There are two troubling implications in these studies. One is that Obama's victory was more a personal triumph for him. It did not radically remap racial perceptions, let alone put an end to racial stereotyping. A significant percent of whites voted for him and were passionate about him because they were fed up with Bush's policies, and believed that he would reverse those policies. The vote for him was race neutral. His victory was a tribute to his personal political organization and savvy as well as public fear and frustration about Bush.

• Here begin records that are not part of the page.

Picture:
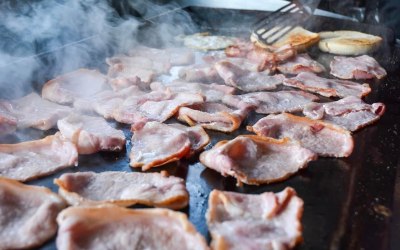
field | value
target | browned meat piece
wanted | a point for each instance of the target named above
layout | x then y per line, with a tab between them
247	221
361	67
156	144
266	58
113	227
123	189
33	111
144	64
215	116
8	122
301	63
153	106
199	73
256	160
197	136
128	110
91	134
79	84
121	82
325	139
165	109
327	87
27	214
141	62
273	102
122	76
173	56
247	80
212	92
106	102
28	160
350	112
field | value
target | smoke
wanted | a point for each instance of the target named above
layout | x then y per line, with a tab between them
41	39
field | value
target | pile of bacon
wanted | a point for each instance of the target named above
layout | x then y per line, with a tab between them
144	89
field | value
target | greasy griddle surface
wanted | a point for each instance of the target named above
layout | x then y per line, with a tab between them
345	200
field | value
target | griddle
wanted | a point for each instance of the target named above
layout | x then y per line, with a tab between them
349	203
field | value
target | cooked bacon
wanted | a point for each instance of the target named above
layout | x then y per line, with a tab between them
247	80
256	160
361	67
350	112
300	63
106	102
122	76
79	84
212	92
327	87
241	62
35	112
113	227
28	160
248	221
123	189
153	106
273	102
156	144
27	214
325	139
215	116
8	122
91	134
165	109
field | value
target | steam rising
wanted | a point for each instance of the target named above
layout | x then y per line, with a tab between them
45	38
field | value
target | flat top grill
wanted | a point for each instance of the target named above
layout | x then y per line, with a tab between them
349	203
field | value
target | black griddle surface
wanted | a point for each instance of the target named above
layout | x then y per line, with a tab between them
348	202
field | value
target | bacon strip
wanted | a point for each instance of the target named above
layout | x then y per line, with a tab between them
256	160
156	144
350	112
248	221
79	84
123	189
247	80
113	227
322	138
28	160
361	67
91	134
301	63
215	116
212	92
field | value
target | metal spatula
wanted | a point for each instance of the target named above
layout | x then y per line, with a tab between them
272	27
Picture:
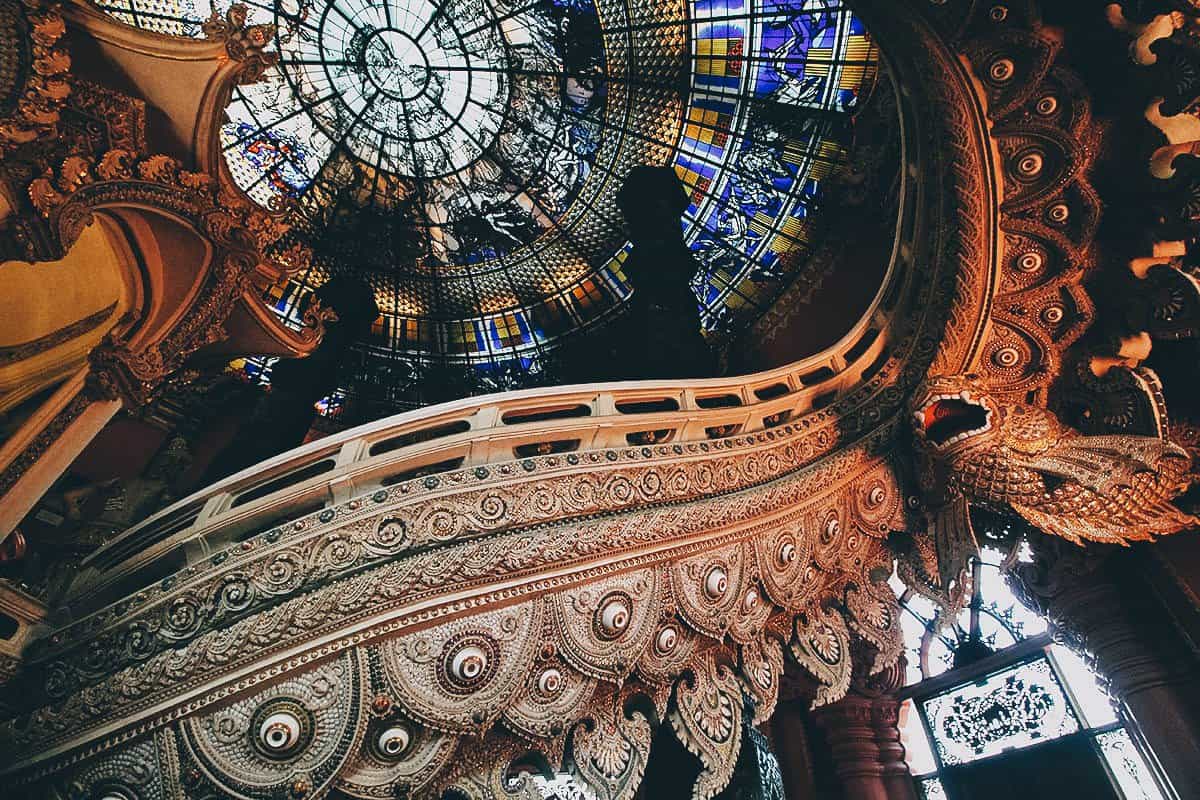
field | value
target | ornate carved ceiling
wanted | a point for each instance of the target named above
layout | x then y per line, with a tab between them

The second implication is even more troubling. If much of the public still view crime and poverty through narrow racial lens then that will continue to stir public clamor for lawmakers, police and prosecutors to clean the streets of violent criminals, who are almost always seen as African-Americans. This could mean even more gang sweeps, court injunctions, stiff adult prison terms, three strikes laws, and incarceration for teens, the holding of accused teens indefinitely in juvenile jail detention.
Ironically, Obama inadvertently fed the negative perceptions of blacks. In several much publicized talks on the black family, he blasted black men for being missing in action from the home and shirking their family responsibility. It was a well-meaning effort to call attention to the chronic problems of black males and families, but it also gave the impression that black males are dysfunctional. It was a short step from that to conclude that these same men are more likely to be involved in crime than whites.
Obama's win was a two-edged sword. It was as billed a profound historic win, but it also fanned the illusion that racial stereotypes are dead. Now we know better.
Earl Ofari Hutchinson is an author and political analyst. His forthcoming book is How Obama Won (Middle Passage Press, January 2009).